PROJECT #040: 2047 MELBOURNE FANTASY RAIL
I’ve always been a bit of a gunzel, growing up just past the terminus of the Lilydale Line meant that as a youngster, the train network was my access point to the Greater Melbourne area. Before the internet gave us easy and immediate access to Melbourne’s train network map, it was found towards the back of the Melway directory - a pre-Google maps necessity for any Melburnian. After the completion of the Melbourne Underground Rail Loop - more commonly known to most as the underground sections the City Loop and the city’s first subway-style sections of the network - in 1981, the level of change to the network slowed down, with the Mernda extension and electrification of some of the outer rail corridors the only noteworthy changes.
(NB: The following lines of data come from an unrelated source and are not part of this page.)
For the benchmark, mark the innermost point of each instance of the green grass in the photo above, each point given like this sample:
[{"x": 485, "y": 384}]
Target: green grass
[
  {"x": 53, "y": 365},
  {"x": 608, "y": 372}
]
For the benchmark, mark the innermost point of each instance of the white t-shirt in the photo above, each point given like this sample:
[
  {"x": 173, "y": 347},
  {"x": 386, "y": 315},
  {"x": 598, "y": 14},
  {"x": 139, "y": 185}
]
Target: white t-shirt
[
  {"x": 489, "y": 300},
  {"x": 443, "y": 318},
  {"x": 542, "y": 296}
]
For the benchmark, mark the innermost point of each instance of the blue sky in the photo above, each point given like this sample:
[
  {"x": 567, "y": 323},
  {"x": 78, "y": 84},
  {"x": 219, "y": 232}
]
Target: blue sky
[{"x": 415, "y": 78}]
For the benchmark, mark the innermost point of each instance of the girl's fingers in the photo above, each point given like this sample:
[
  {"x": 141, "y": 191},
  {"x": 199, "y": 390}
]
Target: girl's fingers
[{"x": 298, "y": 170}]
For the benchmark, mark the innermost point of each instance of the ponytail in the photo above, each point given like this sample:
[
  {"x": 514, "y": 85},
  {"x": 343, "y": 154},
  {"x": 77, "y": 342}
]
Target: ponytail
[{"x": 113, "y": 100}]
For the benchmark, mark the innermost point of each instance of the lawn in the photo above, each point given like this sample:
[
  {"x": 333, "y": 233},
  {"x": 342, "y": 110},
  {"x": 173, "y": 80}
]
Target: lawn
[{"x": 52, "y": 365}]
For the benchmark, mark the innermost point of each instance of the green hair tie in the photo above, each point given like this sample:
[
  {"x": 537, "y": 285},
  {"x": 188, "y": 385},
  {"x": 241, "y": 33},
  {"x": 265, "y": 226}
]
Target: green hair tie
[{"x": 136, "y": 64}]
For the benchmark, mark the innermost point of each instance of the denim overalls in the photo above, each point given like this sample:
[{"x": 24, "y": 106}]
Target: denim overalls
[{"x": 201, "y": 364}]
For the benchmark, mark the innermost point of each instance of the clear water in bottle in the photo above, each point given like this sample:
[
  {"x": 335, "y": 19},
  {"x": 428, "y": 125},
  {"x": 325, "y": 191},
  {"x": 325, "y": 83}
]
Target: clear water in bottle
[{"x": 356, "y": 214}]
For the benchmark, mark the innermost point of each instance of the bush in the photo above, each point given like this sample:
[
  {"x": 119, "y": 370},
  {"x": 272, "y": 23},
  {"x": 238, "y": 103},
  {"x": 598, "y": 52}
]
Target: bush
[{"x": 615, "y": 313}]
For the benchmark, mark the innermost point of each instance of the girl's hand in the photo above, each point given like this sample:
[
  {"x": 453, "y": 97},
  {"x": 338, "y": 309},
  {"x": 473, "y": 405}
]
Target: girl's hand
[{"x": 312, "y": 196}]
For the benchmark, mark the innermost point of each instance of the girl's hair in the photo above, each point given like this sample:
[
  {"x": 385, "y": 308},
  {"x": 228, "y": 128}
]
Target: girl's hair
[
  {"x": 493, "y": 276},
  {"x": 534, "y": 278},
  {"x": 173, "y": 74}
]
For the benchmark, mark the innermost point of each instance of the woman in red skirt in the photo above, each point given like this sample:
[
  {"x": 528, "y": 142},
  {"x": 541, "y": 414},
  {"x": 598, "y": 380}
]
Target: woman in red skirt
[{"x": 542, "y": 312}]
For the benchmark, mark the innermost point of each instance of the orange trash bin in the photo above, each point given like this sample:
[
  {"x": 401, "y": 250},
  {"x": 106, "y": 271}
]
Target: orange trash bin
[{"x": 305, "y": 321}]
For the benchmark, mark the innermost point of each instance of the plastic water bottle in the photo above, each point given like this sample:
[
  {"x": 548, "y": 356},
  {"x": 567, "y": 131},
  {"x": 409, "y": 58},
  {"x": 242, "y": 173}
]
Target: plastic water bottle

When the Melbourne Metro 1 project was announced in 2015, it marked a period of excitement for fellow gunzels, not only would we see a change to the network, but a change to the map, which had been static for far too long. It should be noted that this was before any announcement of an Airport Rail Link or Suburban Rail Loop, but Melbourne Metro 2 had already been flagged as a potential project.
Rail forums lit up with varying visions of how this could look, and trawling through these ideas inspired me to have a go at my vision for the future. The idea was to set the map in the year 2047 as a realistic representation of the time gaps between large scale projects announcements.
Stylistically I strayed away from the familiar Melbourne train maps of the 90s-00s and created a ‘New York style’ letter route system for the rail lines. I plotted locations for new stations, and integrated my circa-2047 heavy rail network with a futuristic tram network; it was lots of scrawled notes on paper, and some undeniably nerdy spreadsheets involving network connectivity. The end result was a mix between the existing 2016 Melbourne rail map and the more famous transit maps of New York and London. Think of it as a better, more ultimate alternate dimension that exists in my mind, and my desire to bring it to a map.
I’ve stood at the entrance of a future fictional station and would be able to tell you where the trains at the fictional station would go.
The image below is an example of the spreadsheet I put together to help build the map.
Now that we’ve had a comparable plethora of rail infrastructure announcements that contradict my version of 2047, this will remain a snapshot of a time when people imagined a more connected version of our city.
As it looks likely to turn out, the 2047 real-world version could be even more exciting than I had ever dared dream, a version that would be used in a map that would eventually end up in The Age, but that’s a different story for a future blog entry.